Читать онлайн книгу How to Travel - Thomas Wallace Knox страница 7

How to Travel - Thomas Wallace Knox

Скачать книгу

freight, are sometimes vexatious, and the journey may require double the time that was expected at the start. In the season of low water the boat is liable to get aground, and may lie there for hours, days, or even for weeks, before she is again afloat.

      The dangers of the western waters are greater than those of the east. The boats are more liable to take fire, owing to their form of construction, and, as their engines are on the high-pressure principle, the chance of explosion of the boilers is much greater. The navigation of the rivers is hazardous, as the sand-banks are constantly shifting, and the course to be followed by the pilots is rarely the same for three months at a time. Snags and sawyers present dangers quite unknown to eastern waters, and in the Missouri river especially they are very numerous. A snag is a log or tree-trunk imbedded in the bottom of a river, with one end at or near the surface. The current causes it to incline down stream, and it is more dangerous to an ascending boat than to a descending one. The flat bottom of the boat is pierced by it, and sometimes the craft is impaled as one might impale a fly with a pin. On one occasion, on the Missouri river, some twenty years ago, a snag pierced the hull of a steamer, passed through the deck and cabin, and actually killed the pilot in the wheel-house. The sawyer is a tree that is loosely held by the roots at the bottom of the river, while its branches are on the surface; the current causes it to assume a sort of sawing motion, and hence its name.

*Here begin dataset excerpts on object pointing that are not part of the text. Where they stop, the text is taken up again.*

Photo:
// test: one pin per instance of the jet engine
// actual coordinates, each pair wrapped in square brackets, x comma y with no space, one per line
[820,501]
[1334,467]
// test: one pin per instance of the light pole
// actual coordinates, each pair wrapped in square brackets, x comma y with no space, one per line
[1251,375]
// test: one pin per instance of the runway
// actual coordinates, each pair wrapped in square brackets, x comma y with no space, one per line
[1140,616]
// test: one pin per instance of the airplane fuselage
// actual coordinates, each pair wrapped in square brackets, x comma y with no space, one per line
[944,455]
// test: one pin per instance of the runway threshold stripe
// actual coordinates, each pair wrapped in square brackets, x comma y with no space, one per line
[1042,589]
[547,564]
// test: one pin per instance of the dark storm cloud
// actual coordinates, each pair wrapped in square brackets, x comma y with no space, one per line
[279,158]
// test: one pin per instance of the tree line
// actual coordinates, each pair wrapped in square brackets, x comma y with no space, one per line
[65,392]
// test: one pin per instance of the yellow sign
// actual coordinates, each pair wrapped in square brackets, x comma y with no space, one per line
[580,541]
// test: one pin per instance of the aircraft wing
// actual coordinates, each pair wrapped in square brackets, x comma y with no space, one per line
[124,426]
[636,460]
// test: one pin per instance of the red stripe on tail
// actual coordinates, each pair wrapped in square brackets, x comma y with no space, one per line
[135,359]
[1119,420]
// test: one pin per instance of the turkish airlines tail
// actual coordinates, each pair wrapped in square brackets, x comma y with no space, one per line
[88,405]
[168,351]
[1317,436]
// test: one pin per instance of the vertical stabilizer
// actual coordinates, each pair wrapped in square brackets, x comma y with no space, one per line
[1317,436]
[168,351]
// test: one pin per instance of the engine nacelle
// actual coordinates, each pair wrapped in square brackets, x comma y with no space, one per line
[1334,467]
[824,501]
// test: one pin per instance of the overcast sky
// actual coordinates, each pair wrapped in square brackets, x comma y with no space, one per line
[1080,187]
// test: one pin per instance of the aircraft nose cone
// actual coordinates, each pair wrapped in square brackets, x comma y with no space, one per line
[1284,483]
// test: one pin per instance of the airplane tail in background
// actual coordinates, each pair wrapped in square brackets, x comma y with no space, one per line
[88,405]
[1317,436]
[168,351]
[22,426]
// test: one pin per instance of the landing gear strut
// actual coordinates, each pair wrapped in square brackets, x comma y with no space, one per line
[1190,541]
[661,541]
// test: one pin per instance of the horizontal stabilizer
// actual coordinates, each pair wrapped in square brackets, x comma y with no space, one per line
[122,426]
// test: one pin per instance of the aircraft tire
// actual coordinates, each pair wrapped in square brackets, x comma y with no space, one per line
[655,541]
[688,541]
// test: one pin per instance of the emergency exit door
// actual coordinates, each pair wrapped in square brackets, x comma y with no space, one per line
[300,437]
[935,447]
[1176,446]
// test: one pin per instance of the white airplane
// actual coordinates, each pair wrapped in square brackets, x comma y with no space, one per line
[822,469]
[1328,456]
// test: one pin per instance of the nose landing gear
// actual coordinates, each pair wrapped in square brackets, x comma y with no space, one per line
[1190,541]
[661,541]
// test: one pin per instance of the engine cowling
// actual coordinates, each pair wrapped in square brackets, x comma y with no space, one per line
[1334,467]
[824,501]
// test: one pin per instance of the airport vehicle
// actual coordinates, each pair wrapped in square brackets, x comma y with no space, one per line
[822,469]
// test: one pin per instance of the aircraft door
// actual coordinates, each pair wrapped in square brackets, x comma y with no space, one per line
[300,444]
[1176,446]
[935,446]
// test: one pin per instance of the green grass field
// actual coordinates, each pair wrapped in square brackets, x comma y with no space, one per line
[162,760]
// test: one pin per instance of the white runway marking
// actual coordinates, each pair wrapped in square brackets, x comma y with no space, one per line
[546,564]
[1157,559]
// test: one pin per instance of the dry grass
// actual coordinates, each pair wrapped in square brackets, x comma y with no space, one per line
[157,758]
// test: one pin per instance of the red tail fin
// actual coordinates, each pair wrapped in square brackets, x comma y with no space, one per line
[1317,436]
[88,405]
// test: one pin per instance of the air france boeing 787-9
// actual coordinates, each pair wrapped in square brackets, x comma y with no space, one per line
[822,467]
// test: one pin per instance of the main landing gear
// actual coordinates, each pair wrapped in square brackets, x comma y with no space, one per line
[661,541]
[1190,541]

It is nearly if not quite as dangerous as the snag, and some of the pilots hold it in greater dread, for the reason that sawyers frequently change their position, while the snags, being more firmly imbedded, are less likely to drift away.

      The current of the lower Mississippi is very strong, and it is a common remark that when a man falls into that stream his chances of escape are small. Many good swimmers have been drowned in it, and the great majority of those who dwell on its banks have a wholesome dread of attempting to bathe in its waters.

      When we go westward beyond the valley of the Mississippi we find very few inland lakes and streams that are navigable. Great Salt Lake maintains a steamer or two for excursion purposes, and the waters of California had at one time a fair-sized fleet of boats that navigated San Francisco bay and the streams flowing into it. Their importance has diminished since the construction of the railway, and at present the steamboats of the Golden State are of no great consequence. Those that exist are managed more on the eastern than on the Mississippi system, but the rates are generally higher than on the Atlantic coast.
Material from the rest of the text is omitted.